Tunisie : A-t-on une médecine esthétique d’avenir ?

medecine esthetique

Les cernes, le dos des mains, les nappes filandreuses du cou… Voilà autant de zones dévastées pour notre amour-propre moderne, celui des Selfies, de la coquetterie, bref du recours à l’institut de beauté ou au chirurgien aussi courant que la visite chez le coiffeur.

Figurez-vous qu’il existe aujourd’hui une technique de rajeunissement et de remise en tension de ces zones grâce au plasma.
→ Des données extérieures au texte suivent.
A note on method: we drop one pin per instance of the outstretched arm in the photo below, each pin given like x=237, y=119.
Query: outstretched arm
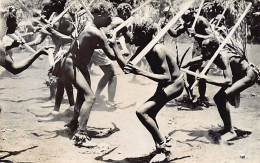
x=193, y=61
x=16, y=68
x=163, y=76
x=38, y=40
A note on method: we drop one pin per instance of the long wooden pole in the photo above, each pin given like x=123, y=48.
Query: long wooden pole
x=224, y=42
x=198, y=14
x=130, y=18
x=16, y=36
x=162, y=33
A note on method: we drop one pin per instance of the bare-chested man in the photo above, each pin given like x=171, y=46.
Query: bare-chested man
x=61, y=46
x=8, y=26
x=74, y=66
x=234, y=66
x=202, y=30
x=8, y=23
x=165, y=71
x=100, y=59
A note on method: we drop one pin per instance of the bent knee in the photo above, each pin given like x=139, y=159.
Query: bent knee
x=220, y=97
x=139, y=113
x=90, y=98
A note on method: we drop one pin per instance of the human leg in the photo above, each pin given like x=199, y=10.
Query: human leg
x=222, y=97
x=109, y=78
x=69, y=91
x=59, y=95
x=147, y=113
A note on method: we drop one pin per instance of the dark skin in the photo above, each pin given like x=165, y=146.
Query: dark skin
x=202, y=31
x=62, y=26
x=232, y=65
x=109, y=76
x=164, y=71
x=18, y=67
x=75, y=66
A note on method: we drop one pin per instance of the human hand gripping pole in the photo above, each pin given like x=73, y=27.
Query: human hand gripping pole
x=224, y=43
x=161, y=33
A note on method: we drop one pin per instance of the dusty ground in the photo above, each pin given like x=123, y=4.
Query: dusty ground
x=24, y=139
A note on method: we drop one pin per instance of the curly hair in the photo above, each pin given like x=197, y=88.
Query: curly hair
x=53, y=6
x=144, y=26
x=124, y=7
x=102, y=7
x=11, y=21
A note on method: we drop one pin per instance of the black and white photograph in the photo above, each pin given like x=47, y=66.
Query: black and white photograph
x=129, y=81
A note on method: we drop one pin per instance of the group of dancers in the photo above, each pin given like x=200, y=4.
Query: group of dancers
x=86, y=34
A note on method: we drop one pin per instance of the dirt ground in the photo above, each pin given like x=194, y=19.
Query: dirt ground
x=117, y=133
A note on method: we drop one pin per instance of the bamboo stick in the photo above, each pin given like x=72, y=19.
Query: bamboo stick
x=198, y=14
x=224, y=42
x=162, y=33
x=130, y=18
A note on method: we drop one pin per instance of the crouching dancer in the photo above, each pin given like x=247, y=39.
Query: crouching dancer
x=74, y=66
x=239, y=75
x=8, y=22
x=164, y=71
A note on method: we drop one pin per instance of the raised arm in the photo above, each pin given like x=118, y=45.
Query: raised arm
x=163, y=76
x=193, y=61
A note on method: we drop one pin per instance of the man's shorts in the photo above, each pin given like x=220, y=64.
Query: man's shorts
x=2, y=54
x=99, y=58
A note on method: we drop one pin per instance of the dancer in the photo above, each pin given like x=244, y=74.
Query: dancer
x=65, y=27
x=100, y=59
x=239, y=75
x=165, y=71
x=8, y=22
x=202, y=29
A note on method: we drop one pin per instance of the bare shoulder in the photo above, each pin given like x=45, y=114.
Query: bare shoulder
x=160, y=49
x=117, y=21
x=91, y=31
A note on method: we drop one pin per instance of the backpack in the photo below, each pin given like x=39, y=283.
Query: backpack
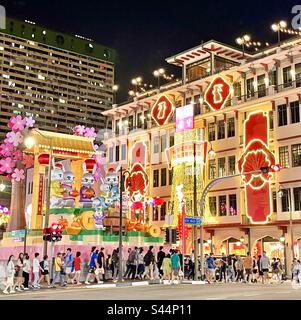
x=148, y=258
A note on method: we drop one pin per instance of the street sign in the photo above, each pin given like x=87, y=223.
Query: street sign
x=193, y=220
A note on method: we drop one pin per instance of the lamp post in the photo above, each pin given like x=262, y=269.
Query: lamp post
x=203, y=199
x=242, y=41
x=158, y=73
x=29, y=143
x=115, y=89
x=121, y=189
x=281, y=194
x=276, y=27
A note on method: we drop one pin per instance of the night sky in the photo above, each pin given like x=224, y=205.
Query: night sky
x=146, y=32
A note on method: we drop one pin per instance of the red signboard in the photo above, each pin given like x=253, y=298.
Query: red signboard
x=40, y=196
x=256, y=155
x=162, y=110
x=217, y=93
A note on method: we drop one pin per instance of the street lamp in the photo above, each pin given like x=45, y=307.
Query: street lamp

Oui, au sang, et malgré les analogies faciles, cela n’a rien à voir avec du vampirisme.

Non, il s’agit d’une technique de médecine esthétique qui s’apparente un peu aux techniques autologues pour gonfler la taille des seins ou des fesses, sauf qu’au lieu de graisse, on prélève sur le sujet du plasma riche en plaquettes.

Ce progrès qui ressemble beaucoup à l’avenir de la discipline que nous traitons sur ce blog est-il universellement accessible, connu et apprivoisé ? On peut se poser la question du côté de la Tunisie et du Maroc, les deux géants du tourisme médical esthétique au Maghreb.

Je le dis en passant (by the way comme disent les anglo-saxons) pour réveiller un peu ces communautés scientifiques locales qui me semblent un peu en sommeil sur le sujet de ces interventions de demain.

A de rares exceptions pour la Tunisie , je liste peu d’experts en actes de médecine dermatologique qui se confrontent à l’esprit pionnier des avant-gardistes européens et surtout américains.

Or, la conclusion est vite faite. Si l’humanité en matière de techniques suit spontanément la voie du rapetissement, de allègement, il n’y a pas de raison qu’en la matière cela se passe de façon différente. Les programmes opératoires lourds pour les rhytidectomies et lipoaspirations vont forcément céder le pas à des process plus soft et sans aucune rançon cicatricielle pour le patient.